Menolly perçut quelque amertume dans sa voix.

— Qu’est-ce qui vous chiffonne aujourd’hui ? Le Seigneur Groghe a-t-il déjà parlé à Lytol ?

— Le Seigneur Groghe ? Et de quoi ?

Les yeux brillant de malice, elle lui fit signe de se rapprocher, comme si quelqu’un avait pu les entendre.

— Je crois que le Seigneur Groghe voudrait vous faire épouser sa troisième fille, celle qui a de si grosses mamelles.

Jaxom poussa un grognement d’horreur.

— Ne vous inquiétez pas, Jaxom. Robinton lui a fait passer cette fantaisie. Vous pouvez compter sur lui pour vous soutenir. Naturellement, poursuivit Menolly, le regard en coin, les yeux rieurs, si vous avez des vues sur une autre, c’est le moment de le dire.

Jaxom était furieux, non contre Menolly, mais contre la nouvelle, et il avait du mal à dissocier la messagère du message.

— S’il y a une chose dont je n’ai pas envie en ce moment, c’est une épouse.

— Oh ? Vous avez ce qu’il vous faut ?

— Menolly !

— Ne prenez pas l’air si choqué.
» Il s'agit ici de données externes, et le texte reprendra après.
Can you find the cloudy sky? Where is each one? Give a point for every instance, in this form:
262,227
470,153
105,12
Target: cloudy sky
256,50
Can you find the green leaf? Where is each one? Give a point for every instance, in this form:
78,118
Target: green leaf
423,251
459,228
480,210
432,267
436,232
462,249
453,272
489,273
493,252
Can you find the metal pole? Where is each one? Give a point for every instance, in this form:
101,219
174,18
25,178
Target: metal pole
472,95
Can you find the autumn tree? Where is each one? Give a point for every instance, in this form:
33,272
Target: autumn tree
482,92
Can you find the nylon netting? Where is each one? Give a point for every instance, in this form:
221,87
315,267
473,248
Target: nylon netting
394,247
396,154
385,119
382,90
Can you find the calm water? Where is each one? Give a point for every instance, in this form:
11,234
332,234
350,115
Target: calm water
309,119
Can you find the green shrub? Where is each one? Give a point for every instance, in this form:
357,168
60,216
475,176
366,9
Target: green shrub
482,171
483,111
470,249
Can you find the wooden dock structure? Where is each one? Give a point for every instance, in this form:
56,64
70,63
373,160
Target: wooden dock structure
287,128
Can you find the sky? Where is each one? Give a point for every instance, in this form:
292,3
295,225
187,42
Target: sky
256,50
Nous comprenons les faiblesses de la chair, nous autres Harpistes. Et vous êtes grand et bien fait, Jaxom. En principe, Lytol doit vous instruire dans tous les arts…

— Menolly !

— Jaxom ! dit-elle, contrefaisant sa voix à la perfection. Lytol ne vous laisse pas vous amuser un peu de temps en temps ? Ou vous contentez-vous d’imaginer ?
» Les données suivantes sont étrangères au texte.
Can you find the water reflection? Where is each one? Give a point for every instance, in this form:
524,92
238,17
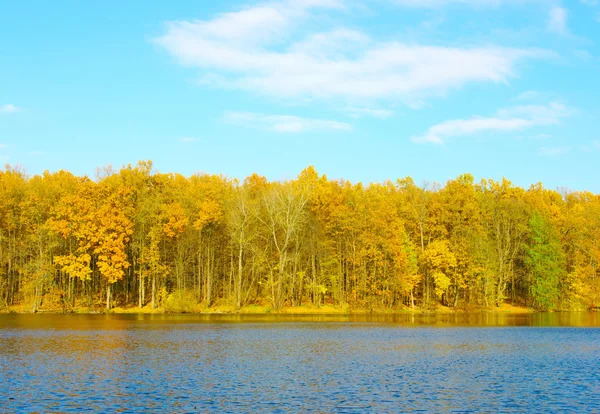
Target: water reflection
323,363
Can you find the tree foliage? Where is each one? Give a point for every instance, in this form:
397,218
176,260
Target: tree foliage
140,237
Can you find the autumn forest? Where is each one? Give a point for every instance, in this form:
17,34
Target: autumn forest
139,238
L’air impatienté, le ton acerbe, elle poursuivit :

— Franchement, à eux tous, ils ont fait de vous une pâle image d’eux-mêmes. Où est le vrai Jaxom ?

Avant qu’il ait eu le temps de répliquer vertement à cette impertinence, elle le considéra d’un œil perçant et conclut :

— Tel maître, tel dragon, dit-on. C’est peut-être pour ça que Ruth est tellement différent.
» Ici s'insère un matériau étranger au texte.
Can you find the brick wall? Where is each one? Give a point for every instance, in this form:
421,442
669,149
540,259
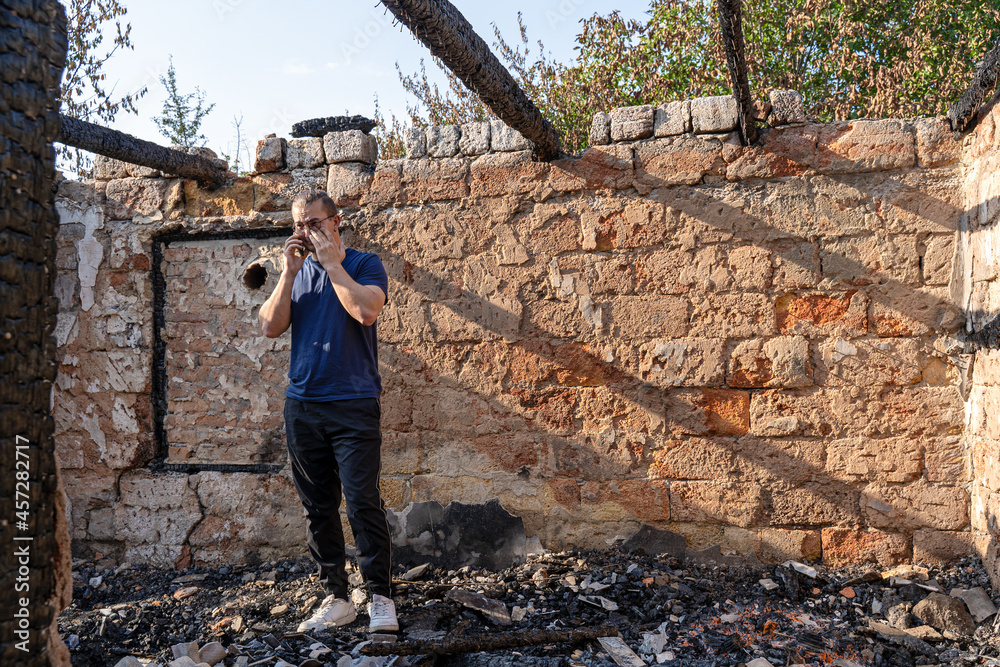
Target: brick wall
978,288
757,348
Sur quoi, elle se leva et alla rejoindre les invités.

S’il n’essuyait ici qu’insultes et affronts, autant partir, se dit Jaxom.

Les paroles de N’ton lui revinrent : « Comme un enfant boudeur ! » Il se rassit dans l’herbe en soupirant. Non, non, il n’allait pas s’enfuir après une scène agaçante pour la deuxième fois de la journée. Menolly n’aurait pas la satisfaction de savoir que ses provocations faisaient mouche.

Regardant la rive où jouait son cher compagnon, il se demanda : Pourquoi Ruth est-il différent ? Tel maître, tel dragon, n’est-ce pas ? Sa naissance avait été aussi bizarre que l’Éclosion de Ruth lui sortant du ventre de sa mère morte, Ruth sortant d’une coquille trop dure pour son petit bec. Ruth était un dragon, mais il n’avait pas été élevé dans un Weyr. Jaxom était Seigneur, mais traité en mineur.

— Eh bien, si l’un fait ses preuves, l’autre les fera aussi, et vive la différence !

Ne laissez personne vous surprendre en train de donner de la pierre de feu à Ruth ! avait dit N’ton.

Eh bien, il allait commencer par là.